Episode Details
Back to Episodes
AI Magic: Shipping 1000s of successful products with no managers and a team of 12 — Jeremy Howard of Answer.ai
Description
Disclaimer: We recorded this episode ~1.5 months ago, timing for the FastHTML release. It then got bottlenecked by Llama3.1, Winds of AI Winter, and SAM2 episodes, so we’re a little late. Since then FastHTML was released, swyx is building an app in it for AINews, and Anthropic has also released their prompt caching API.

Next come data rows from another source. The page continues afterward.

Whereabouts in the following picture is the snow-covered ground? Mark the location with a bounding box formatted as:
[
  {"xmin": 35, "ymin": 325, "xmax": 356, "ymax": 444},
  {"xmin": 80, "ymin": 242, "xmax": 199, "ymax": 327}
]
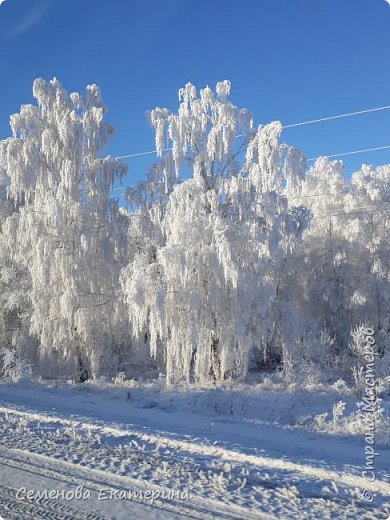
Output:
[{"xmin": 0, "ymin": 381, "xmax": 390, "ymax": 520}]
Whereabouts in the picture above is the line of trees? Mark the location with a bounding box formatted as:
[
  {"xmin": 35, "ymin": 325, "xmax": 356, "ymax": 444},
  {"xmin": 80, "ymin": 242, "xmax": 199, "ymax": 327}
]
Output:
[{"xmin": 0, "ymin": 79, "xmax": 390, "ymax": 382}]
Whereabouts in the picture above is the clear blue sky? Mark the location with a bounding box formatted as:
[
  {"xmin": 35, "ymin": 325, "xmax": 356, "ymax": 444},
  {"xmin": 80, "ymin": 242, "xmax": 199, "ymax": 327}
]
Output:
[{"xmin": 0, "ymin": 0, "xmax": 390, "ymax": 189}]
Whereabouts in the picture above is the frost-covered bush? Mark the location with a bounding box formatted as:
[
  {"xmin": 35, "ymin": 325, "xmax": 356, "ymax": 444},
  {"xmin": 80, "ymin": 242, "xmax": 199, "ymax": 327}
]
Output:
[{"xmin": 0, "ymin": 348, "xmax": 32, "ymax": 383}]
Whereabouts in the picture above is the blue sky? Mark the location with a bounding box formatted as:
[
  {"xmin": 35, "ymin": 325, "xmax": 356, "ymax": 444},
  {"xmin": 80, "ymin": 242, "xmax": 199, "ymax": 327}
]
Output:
[{"xmin": 0, "ymin": 0, "xmax": 390, "ymax": 191}]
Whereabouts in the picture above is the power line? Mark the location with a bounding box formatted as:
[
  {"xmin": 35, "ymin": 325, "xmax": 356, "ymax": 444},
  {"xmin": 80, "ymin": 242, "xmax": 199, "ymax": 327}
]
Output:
[
  {"xmin": 117, "ymin": 101, "xmax": 390, "ymax": 161},
  {"xmin": 283, "ymin": 105, "xmax": 390, "ymax": 128}
]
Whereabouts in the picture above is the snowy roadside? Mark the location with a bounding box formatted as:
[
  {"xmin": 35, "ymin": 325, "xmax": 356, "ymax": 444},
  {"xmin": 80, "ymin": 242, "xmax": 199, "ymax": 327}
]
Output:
[{"xmin": 0, "ymin": 383, "xmax": 390, "ymax": 519}]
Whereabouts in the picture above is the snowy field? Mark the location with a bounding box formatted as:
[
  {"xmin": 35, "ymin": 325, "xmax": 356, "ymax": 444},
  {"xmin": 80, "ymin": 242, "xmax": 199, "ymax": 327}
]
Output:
[{"xmin": 0, "ymin": 379, "xmax": 390, "ymax": 520}]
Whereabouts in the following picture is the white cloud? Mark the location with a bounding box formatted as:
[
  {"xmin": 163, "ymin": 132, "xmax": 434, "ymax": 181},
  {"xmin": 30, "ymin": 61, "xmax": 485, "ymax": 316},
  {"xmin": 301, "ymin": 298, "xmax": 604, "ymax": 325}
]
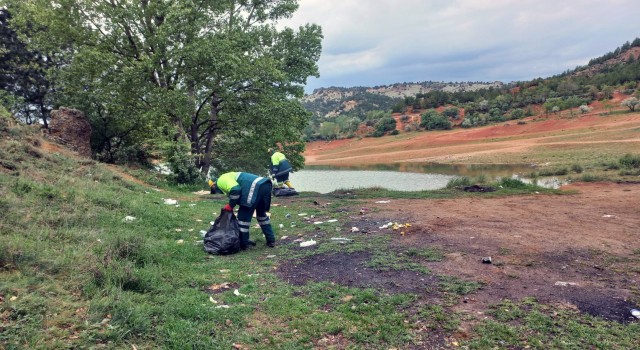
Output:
[{"xmin": 283, "ymin": 0, "xmax": 640, "ymax": 91}]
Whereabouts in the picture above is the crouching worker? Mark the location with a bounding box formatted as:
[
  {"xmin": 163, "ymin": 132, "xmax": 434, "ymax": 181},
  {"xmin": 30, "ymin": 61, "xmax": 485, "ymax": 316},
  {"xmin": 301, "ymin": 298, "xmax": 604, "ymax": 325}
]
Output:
[
  {"xmin": 209, "ymin": 172, "xmax": 276, "ymax": 250},
  {"xmin": 268, "ymin": 148, "xmax": 293, "ymax": 189}
]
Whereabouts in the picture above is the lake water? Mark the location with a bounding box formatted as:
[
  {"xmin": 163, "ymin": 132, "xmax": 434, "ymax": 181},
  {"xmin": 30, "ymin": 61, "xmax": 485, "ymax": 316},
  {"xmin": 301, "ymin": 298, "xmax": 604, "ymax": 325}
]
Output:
[{"xmin": 290, "ymin": 163, "xmax": 544, "ymax": 193}]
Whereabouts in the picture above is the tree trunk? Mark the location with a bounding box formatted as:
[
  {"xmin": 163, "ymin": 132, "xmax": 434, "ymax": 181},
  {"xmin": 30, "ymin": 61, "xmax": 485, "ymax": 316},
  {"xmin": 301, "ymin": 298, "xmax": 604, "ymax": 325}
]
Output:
[{"xmin": 200, "ymin": 95, "xmax": 222, "ymax": 175}]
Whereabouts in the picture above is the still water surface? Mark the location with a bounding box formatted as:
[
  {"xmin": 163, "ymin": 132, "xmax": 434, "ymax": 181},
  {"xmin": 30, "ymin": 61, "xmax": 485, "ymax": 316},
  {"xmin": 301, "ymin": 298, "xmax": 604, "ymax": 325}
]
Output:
[{"xmin": 290, "ymin": 163, "xmax": 544, "ymax": 193}]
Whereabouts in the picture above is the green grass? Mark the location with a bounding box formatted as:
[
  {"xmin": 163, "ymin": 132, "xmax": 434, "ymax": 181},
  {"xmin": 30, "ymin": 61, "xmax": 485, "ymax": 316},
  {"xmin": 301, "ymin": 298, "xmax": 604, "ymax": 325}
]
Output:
[{"xmin": 464, "ymin": 300, "xmax": 640, "ymax": 349}]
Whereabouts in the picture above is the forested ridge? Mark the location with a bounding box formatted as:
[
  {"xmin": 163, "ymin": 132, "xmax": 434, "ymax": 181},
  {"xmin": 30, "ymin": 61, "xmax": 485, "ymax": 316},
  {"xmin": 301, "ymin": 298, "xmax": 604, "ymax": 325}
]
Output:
[{"xmin": 304, "ymin": 38, "xmax": 640, "ymax": 140}]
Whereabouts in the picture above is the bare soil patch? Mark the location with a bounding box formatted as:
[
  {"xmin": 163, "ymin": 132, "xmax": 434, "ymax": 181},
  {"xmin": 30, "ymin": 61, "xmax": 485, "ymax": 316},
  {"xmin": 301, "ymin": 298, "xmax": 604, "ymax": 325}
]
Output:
[
  {"xmin": 304, "ymin": 92, "xmax": 640, "ymax": 166},
  {"xmin": 279, "ymin": 183, "xmax": 640, "ymax": 322}
]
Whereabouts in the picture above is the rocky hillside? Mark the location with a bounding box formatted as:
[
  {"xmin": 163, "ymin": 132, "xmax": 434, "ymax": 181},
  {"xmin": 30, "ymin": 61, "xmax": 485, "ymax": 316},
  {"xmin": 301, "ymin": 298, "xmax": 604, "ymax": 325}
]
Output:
[{"xmin": 302, "ymin": 81, "xmax": 503, "ymax": 117}]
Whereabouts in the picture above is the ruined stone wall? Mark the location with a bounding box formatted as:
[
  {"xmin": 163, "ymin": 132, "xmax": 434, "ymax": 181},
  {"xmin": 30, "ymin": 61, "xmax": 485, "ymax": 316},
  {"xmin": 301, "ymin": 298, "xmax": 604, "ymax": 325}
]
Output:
[{"xmin": 48, "ymin": 107, "xmax": 91, "ymax": 157}]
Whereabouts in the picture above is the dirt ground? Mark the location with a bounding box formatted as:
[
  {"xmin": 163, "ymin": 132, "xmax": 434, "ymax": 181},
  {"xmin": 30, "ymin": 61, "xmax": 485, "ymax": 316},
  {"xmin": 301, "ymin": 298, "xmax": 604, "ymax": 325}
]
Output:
[
  {"xmin": 304, "ymin": 92, "xmax": 640, "ymax": 166},
  {"xmin": 279, "ymin": 183, "xmax": 640, "ymax": 322}
]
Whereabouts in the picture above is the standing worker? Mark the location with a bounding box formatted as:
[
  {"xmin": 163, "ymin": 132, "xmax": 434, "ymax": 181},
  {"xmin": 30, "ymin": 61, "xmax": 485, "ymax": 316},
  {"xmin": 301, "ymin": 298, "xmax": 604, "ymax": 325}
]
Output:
[
  {"xmin": 268, "ymin": 148, "xmax": 293, "ymax": 189},
  {"xmin": 209, "ymin": 172, "xmax": 276, "ymax": 250}
]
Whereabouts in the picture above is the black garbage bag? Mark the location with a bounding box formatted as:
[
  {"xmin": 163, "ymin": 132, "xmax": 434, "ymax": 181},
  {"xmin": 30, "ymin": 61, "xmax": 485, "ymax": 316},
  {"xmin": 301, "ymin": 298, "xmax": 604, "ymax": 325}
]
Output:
[
  {"xmin": 204, "ymin": 210, "xmax": 240, "ymax": 255},
  {"xmin": 273, "ymin": 187, "xmax": 298, "ymax": 197}
]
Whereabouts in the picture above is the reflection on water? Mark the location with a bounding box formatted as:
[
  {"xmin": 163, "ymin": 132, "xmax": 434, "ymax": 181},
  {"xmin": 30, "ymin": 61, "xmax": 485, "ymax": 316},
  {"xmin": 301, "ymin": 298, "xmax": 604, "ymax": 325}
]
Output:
[
  {"xmin": 291, "ymin": 163, "xmax": 564, "ymax": 193},
  {"xmin": 290, "ymin": 170, "xmax": 455, "ymax": 193},
  {"xmin": 305, "ymin": 163, "xmax": 534, "ymax": 177}
]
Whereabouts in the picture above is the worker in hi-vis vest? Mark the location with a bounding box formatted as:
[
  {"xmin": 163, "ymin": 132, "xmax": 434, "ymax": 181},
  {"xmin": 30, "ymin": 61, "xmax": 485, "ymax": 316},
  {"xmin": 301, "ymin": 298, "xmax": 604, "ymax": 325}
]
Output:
[
  {"xmin": 268, "ymin": 148, "xmax": 293, "ymax": 189},
  {"xmin": 209, "ymin": 172, "xmax": 276, "ymax": 250}
]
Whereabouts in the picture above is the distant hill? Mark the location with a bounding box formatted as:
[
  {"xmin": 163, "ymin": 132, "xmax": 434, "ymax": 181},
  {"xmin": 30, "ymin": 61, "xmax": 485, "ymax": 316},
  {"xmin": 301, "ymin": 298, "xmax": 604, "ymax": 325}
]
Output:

Remember when Dylan Patel of SemiAnalysis coined the GPU Rich vs GPU Poor war? (if not, see our pod with him). The idea was that if you’re GPU poor you shouldn’t waste your time trying to solve GPU rich problems (i.e. pre-training large models) and are better off working on fine-tuning, optimized inference, etc. Jeremy Howard (see our “End of Finetuning” episode to catchup on his background) and Eric Ries founded Answer.AI to do exactly that: “Practical AI R&D”, which is very in-line with the GPU poor needs. For example, one of their first releases was a system based on FSDP + QLoRA that let anyone train a 70B model on two NVIDIA 4090s. Since then, they have come out with a long list of super useful projects (in no particular order, and non-exhaustive):
* FSDP QDoRA: this is just as memory efficient and scalable as FSDP/QLoRA, and critically is also as accurate for continued pre-training as full weight training.
* Cold Compress: a KV cache compression toolkit that lets you scale sequence length without impacting speed.
* colbert-small: state of the art retriever at only 33M params
* JaColBERTv2.5: a new state-of-the-art retrievers on all Japanese benchmarks.
* gpu.cpp: portable GPU compute for C++ with WebGPU.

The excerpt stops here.